Auch Chodorkowskis Familie wird heute in Berlin erwartet
Seine Freilassung aus einem russischen Straflager war eine Sensation. Jetzt hofft Michail Chodorkowski, so schnell wie möglich seine Familie in die Arme schließen zu können - in Berlin, fernab vom Einflussbereich Wladimir Putins.
Berlin - Dem 50-Jährigen geht es nach Angaben des früheren Außenministers Hans-Dietrich Genscher den Umständen entsprechend gut. "Vor allen Dingen freut er sich darauf, dass er seine Familie nun in wenigen Stunden, wie er hofft, in die Arme schließen kann", sagte Genscher, der Chodorkowski am Freitag in Berlin in Empfang genommen hatte, am Abend in den ARD-"Tagesthemen".
Wann Chodorkowskis Familie in Berlin eintrifft, war zunächst nicht bekannt. Auch über die weiteren Pläne des einst reichsten Mannes von Russland verlautete nichts. Menschenrechtler haben Chodorkowski bereits eine führende Rolle beim Aufbau der Zivilgesellschaft in Russland angeboten. Ob und wann er in seine Heimat zurückkehrt, ist aber bislang offen. In Berlin stieg er zunächst im Hotel "Adlon" ab.
US-Außenminister John Kerry begrüßte Chodorkowskis Freilassung. Die USA hätten sich wiederholt besorgt über mutmaßliche Verstöße in Gerichtsverfahren und eine selektive Strafverfolgung in Russland gezeigt, sagte Kerry laut einer Mitteilung des Außenministeriums in Washington. Darin rief er zugleich dazu auf, Reformen fortzusetzen, die zu einem transparenten, unabhängigen und glaubwürdigen Justizsystem in dem Staat führten.
Russlands Präsident Wladimir Putin hatte seinen berühmtesten Rivalen am Freitag in einem spektakulären Schritt begnadigt und humanitäre Gründe dafür geltend gemacht.
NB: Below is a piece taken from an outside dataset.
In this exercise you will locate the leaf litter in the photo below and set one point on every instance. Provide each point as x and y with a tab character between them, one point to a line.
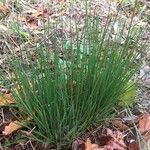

Chodorkowskis Mutter ist an Krebs erkrankt. Regulär hätte er nach zwei international umstrittenen Urteilen im August 2014 in Freiheit kommen sollen. Der frühere Chef des Ölkonzerns Yukos war unter anderem wegen Steuerhinterziehung, Geldwäsche und Diebstahls verurteilt worden.
Chodorkowski war bei seiner Freilassung wohl davon ausgegangen, dass seine Mutter in Berlin sei. Die russische Strafvollzugsbehörde teilte mit, Chodorkowski habe um die Ausreise nach Deutschland gebeten, weil dort seine krebskranke Mutter behandelt werde. Nachdem er das Straflager verlassen konnte, flog er sofort nach Berlin - in einem Firmenflugzeug, das Genscher organisiert hatte. Tatsächlich war Marina Chodorkowskaja jedoch längst nach Russland zurückgekehrt.
Genscher hatte sich hinter den Kulissen schon länger um die Freilassung Chodorkowskis bemüht und dazu nach eigenen Angaben auch zweimal Putin zu Gesprächen getroffen. Das Gnadengesuch Chodorkowskis habe er mit einem eigenen Brief weitergereicht, sagte er.
Die frühere Justizministerin Sabine Leutheusser-Schnarrenberger (FDP) fordert ein dauerhaftes Bleiberecht für Chodorkowski in Deutschland. Wenn er dies wolle, sollte die Bundesregierung ihm einen Aufenthalt ermöglichen, sagte sie der "Passauer Neuen Presse" (Samstag). Sie schlug eine dauerhafte Aufenthaltserlaubnis oder politisches Asyl für Chodorkowski vor.
Der ukrainische Oppositionspolitiker Vitali Klitschko forderte den Präsidenten seines Landes, Viktor Janukowitsch, in der "Bild"-Zeitung auf, Putins Beispiel zu folgen und die Begnadigung der inhaftierten ehemaligen Regierungschefin Julia Timoschenko zu erwirken.